In dit verband moet worden benadrukt dat besluitvormers niet graag erkennen dat niet alles tegelijkertijd kan worden gedaan binnen het kader van de beschikbare middelen. De kwestie van tijdlijnen voor de uitvoering van een bepaald beleid of dossier is dan ook een terugkerend onderwerp van discussie. Dit kan natuurlijk niet betekenen dat ambtenaren systematisch naar argumenten zoeken om een ​​politiek idee niet uit te voeren.

Anderzijds is het verdiepen van dit idee, de voor- en nadelen ervan afwegen, in het buitenland de benaderingen opzoeken die daar ontwikkeld worden, zeker een bijdrage tot het op professionele en loyale wijze verduidelijken van de politieke keuzes.
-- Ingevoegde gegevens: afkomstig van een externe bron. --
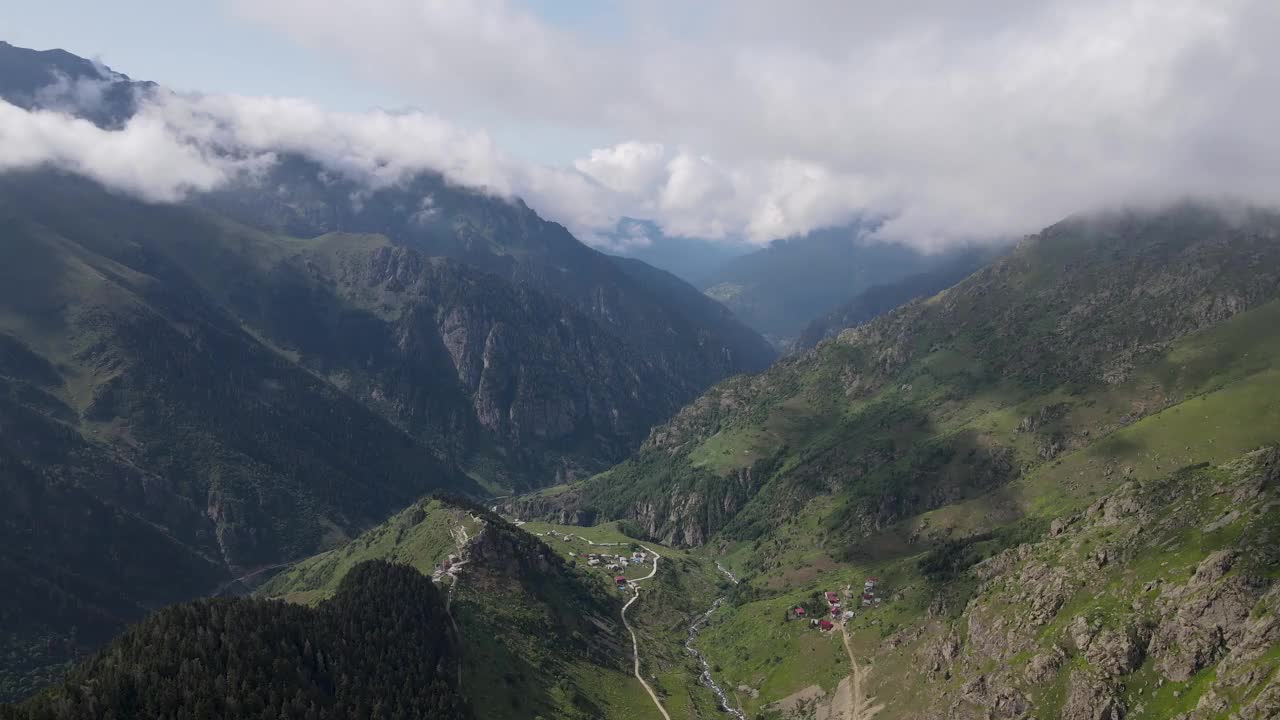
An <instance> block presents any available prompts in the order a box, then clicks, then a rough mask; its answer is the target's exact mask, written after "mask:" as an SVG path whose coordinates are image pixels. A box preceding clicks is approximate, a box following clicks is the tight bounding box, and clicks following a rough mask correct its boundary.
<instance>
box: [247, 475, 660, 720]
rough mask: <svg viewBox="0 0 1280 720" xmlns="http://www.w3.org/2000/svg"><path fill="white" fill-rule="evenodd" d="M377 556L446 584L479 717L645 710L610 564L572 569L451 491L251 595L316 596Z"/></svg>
mask: <svg viewBox="0 0 1280 720" xmlns="http://www.w3.org/2000/svg"><path fill="white" fill-rule="evenodd" d="M557 542H558V538H557ZM561 544H563V543H561ZM451 557H452V562H449V571H447V573H445V571H443V570H442V566H443V565H444V564H445V562H447V561H449V559H451ZM378 560H392V561H394V562H402V564H406V565H408V566H412V568H415V569H416V570H417V571H419V573H421V574H422V575H424V577H431V575H433V574H434V575H435V577H436V580H438V582H439V583H442V584H444V585H448V591H447V592H448V597H449V609H451V614H452V616H453V618H454V621H456V625H454V626H456V628H457V635H458V638H460V642H461V646H460V655H461V657H462V678H463V682H462V691H463V694H466V696H467V698H468V701H470V703H471V705H472V707H475V708H476V714H477V716H481V717H535V716H539V717H566V719H573V717H582V719H586V717H636V716H648V712H646V708H645V705H646V703H648V698H645V697H644V691H643V689H641V688H640V685H639V683H636V680H635V679H634V678H632V676H631V674H630V641H627V635H626V630H625V628H623V626H622V624H621V623H620V611H621V606H622V602H621V600H620V598H618V593H617V591H616V589H614V588H612V580H611V578H612V574H611V575H609V578H605V577H604V574H603V571H590V573H589V571H586V570H588V569H586V568H585V566H582V568H576V566H575V565H576V561H575V560H573V559H564V557H562V556H561V555H558V553H556V552H553V551H552V548H550V547H548V546H547V544H544V543H543V542H540V541H539V539H538V538H535V537H534V536H531V534H529V533H526V532H525V530H522V529H520V528H516V527H513V525H511V524H508V523H506V521H504V520H502V519H500V518H498V516H497V515H493V514H492V512H488V511H485V510H483V509H480V507H479V506H474V505H470V503H467V502H465V501H460V500H457V498H451V497H433V498H426V500H422V501H420V502H417V503H415V505H413V506H411V507H408V509H406V510H404V511H402V512H399V514H398V515H396V516H394V518H392V519H390V520H388V521H387V523H384V524H383V525H380V527H378V528H374V529H371V530H369V532H367V533H365V534H362V536H361V537H358V538H356V539H353V541H352V542H351V543H348V544H346V546H343V547H339V548H335V550H332V551H329V552H326V553H323V555H319V556H315V557H312V559H308V560H306V561H302V562H300V564H298V565H296V566H293V568H291V569H288V570H285V571H284V573H282V574H280V575H276V577H275V578H273V579H271V580H270V582H269V583H266V584H265V585H264V587H261V588H260V589H259V594H262V596H268V597H284V598H288V600H289V601H292V602H307V603H314V602H321V606H323V602H328V597H330V596H332V594H333V593H335V592H340V588H342V587H343V583H346V582H347V580H346V579H344V578H347V577H348V574H349V573H353V571H355V569H358V568H360V566H362V564H365V562H369V561H378ZM600 580H608V582H603V583H602V582H600ZM620 689H621V691H622V692H620ZM649 710H652V707H650V708H649Z"/></svg>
Zoals bijvoorbeeld bij de uitwerking van het “Kyoto-Transportplan” dat na de federale verkiezingen van 2007 door de FOD Mobiliteit aan de formateur werd voorgelegd.

Vrijheid van meningsuiting en klokkenluidersregeling

Sinds enige tijd wordt aan ambtenaren een zekere vrijheid van individuele meningsuiting verleend. Ze kunnen vrij spreken en publiceren zonder toestemming van hun hiërarchische oversten, maar er wordt van hen verwacht dat ze zich onthouden van gedrag “dat de waardigheid van hun ambt en het respect voor hun administratie en de autoriteiten schade toebrengt”.
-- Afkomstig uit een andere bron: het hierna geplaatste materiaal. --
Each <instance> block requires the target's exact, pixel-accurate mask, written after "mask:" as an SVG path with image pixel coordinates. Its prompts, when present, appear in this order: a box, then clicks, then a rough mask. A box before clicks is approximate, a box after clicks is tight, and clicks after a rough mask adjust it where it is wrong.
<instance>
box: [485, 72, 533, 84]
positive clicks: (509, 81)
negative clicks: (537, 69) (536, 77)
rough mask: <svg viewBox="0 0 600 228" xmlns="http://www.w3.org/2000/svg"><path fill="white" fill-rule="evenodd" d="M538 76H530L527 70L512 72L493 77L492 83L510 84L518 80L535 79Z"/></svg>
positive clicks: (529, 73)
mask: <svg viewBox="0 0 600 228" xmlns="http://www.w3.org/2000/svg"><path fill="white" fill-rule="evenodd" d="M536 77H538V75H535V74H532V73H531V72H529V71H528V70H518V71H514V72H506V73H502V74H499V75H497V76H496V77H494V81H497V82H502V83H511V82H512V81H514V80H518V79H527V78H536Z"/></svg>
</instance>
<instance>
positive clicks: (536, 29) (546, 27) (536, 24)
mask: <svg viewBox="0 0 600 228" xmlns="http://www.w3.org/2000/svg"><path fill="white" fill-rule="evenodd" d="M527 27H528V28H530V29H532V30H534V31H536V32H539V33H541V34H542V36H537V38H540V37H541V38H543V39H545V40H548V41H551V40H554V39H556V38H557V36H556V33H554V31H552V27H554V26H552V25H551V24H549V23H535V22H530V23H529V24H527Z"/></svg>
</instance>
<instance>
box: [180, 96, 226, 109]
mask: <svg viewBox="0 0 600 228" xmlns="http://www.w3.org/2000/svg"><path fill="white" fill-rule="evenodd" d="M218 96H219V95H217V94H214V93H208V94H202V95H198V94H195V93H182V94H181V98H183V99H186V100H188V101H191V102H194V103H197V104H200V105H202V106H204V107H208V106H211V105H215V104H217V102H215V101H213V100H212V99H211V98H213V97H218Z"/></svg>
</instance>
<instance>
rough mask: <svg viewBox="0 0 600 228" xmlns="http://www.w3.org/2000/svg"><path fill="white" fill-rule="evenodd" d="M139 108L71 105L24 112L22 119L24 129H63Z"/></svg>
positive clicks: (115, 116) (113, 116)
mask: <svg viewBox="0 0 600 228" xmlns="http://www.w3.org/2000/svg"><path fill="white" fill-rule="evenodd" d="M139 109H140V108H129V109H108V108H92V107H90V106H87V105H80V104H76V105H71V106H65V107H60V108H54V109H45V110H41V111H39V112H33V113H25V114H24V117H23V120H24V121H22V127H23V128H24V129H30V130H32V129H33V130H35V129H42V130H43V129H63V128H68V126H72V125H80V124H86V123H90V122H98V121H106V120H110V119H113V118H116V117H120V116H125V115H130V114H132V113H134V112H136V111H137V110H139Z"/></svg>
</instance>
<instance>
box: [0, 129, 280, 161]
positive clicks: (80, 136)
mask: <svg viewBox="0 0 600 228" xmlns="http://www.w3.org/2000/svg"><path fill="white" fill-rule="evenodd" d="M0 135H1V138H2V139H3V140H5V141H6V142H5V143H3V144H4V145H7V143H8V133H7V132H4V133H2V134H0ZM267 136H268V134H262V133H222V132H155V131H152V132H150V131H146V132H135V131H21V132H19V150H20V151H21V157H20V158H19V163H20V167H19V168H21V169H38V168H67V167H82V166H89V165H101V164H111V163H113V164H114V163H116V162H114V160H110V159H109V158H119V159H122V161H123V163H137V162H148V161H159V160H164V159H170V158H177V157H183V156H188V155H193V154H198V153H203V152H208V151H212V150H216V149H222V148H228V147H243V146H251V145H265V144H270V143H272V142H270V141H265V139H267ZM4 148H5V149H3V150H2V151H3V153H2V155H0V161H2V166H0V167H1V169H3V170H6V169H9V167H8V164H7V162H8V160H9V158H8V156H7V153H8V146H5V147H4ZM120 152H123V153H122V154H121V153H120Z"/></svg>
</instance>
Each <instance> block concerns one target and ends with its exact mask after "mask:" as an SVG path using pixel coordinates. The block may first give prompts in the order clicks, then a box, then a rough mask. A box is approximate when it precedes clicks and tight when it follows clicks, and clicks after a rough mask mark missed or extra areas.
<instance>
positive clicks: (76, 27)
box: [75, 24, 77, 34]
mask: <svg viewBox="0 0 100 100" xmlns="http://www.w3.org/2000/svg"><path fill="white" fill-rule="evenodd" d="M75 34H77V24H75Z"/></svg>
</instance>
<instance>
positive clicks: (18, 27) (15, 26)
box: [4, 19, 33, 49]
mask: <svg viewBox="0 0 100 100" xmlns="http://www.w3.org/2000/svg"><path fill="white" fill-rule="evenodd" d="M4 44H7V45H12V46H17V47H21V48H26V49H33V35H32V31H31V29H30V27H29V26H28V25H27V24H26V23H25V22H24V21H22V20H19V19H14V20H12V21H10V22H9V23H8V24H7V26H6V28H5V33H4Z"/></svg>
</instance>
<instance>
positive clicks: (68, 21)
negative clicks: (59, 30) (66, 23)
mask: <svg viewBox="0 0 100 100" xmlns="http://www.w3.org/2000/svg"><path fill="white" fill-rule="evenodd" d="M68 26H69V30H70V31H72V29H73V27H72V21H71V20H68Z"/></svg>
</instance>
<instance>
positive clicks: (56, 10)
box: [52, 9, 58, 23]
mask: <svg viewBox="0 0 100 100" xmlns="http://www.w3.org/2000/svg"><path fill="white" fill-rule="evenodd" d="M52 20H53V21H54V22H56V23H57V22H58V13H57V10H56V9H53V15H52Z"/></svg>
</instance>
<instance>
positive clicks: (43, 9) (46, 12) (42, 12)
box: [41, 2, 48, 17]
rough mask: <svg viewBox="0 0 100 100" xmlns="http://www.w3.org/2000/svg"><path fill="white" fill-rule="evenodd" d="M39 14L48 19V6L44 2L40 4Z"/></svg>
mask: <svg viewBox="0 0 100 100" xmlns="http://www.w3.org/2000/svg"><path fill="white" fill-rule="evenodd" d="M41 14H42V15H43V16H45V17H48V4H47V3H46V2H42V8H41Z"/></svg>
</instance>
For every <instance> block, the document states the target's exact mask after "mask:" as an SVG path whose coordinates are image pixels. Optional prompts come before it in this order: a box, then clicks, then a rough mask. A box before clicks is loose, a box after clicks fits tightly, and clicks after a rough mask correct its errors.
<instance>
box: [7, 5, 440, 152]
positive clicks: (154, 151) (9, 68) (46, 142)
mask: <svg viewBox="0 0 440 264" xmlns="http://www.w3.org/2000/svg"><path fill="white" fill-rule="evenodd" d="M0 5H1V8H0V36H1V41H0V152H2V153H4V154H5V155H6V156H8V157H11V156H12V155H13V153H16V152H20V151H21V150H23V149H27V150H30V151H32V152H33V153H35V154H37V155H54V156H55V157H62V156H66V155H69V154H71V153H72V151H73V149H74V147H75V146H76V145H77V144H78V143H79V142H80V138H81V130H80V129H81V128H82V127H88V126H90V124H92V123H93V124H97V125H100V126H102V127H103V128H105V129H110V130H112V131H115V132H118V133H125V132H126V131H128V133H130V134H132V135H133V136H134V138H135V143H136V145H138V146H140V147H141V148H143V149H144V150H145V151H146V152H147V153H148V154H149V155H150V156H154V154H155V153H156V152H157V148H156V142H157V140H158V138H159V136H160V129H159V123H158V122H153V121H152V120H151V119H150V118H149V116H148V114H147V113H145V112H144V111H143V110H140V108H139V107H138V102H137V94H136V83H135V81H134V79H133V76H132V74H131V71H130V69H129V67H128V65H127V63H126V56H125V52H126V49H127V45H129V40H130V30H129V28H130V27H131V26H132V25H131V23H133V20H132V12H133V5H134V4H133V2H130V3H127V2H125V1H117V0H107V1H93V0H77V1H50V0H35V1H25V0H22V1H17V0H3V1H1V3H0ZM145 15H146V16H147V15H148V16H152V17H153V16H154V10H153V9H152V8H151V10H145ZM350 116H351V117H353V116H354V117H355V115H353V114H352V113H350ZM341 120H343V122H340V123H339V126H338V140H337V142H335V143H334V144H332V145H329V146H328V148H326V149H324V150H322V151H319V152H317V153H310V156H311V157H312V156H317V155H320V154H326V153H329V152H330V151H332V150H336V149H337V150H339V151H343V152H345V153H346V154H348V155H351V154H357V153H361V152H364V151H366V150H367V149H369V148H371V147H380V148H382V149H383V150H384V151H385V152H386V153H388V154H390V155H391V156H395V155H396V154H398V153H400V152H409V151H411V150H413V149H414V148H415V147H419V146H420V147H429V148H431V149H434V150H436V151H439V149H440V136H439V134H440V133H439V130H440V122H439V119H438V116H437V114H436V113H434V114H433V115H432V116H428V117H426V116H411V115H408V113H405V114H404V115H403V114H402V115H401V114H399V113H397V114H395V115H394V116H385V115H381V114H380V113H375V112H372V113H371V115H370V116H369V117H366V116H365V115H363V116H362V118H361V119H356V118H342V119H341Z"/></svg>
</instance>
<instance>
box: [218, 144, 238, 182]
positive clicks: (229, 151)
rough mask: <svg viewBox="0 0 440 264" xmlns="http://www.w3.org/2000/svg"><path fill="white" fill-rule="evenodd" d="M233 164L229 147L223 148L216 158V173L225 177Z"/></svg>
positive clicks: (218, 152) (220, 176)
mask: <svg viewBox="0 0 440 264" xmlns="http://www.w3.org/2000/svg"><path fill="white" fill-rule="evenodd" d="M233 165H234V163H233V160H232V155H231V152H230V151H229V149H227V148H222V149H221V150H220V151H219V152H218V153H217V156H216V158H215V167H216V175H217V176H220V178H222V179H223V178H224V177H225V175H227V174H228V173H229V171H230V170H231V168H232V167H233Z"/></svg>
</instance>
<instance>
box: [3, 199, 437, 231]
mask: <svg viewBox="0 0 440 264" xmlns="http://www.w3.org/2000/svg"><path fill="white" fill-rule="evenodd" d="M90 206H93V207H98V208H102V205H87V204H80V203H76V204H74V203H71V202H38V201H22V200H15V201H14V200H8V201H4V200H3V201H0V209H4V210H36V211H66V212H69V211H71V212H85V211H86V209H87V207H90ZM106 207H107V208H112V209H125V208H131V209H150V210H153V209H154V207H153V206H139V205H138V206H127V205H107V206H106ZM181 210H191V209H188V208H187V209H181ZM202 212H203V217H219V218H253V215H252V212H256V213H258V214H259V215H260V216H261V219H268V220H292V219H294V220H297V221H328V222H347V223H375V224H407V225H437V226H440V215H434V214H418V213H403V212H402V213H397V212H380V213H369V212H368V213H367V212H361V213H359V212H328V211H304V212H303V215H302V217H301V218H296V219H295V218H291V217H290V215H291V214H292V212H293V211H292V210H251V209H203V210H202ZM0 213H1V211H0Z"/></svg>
Er wordt vaak gesproken over de “plicht tot terughoudendheid”; de invulling die aan deze begrippen moet worden gegeven is dat een ambtenaar zich vrij en zelfs kritisch kan uitspreken over het functioneren en het optreden van de administratie, maar gematigd moet zijn in zijn of haar uitspraken.

Wanneer moet een individuele ambtenaar “uit zijn schulp komen” en als zodanig spreken in het openbaar debat? Ik onderscheid ten minste twee verschillende scenario’s waarin het mij gerechtvaardigd lijkt om zich in de media uit te spreken, op voorwaarde dat hij/zij zich aan de feiten houdt en dat er geen partijpolitieke connotatie is.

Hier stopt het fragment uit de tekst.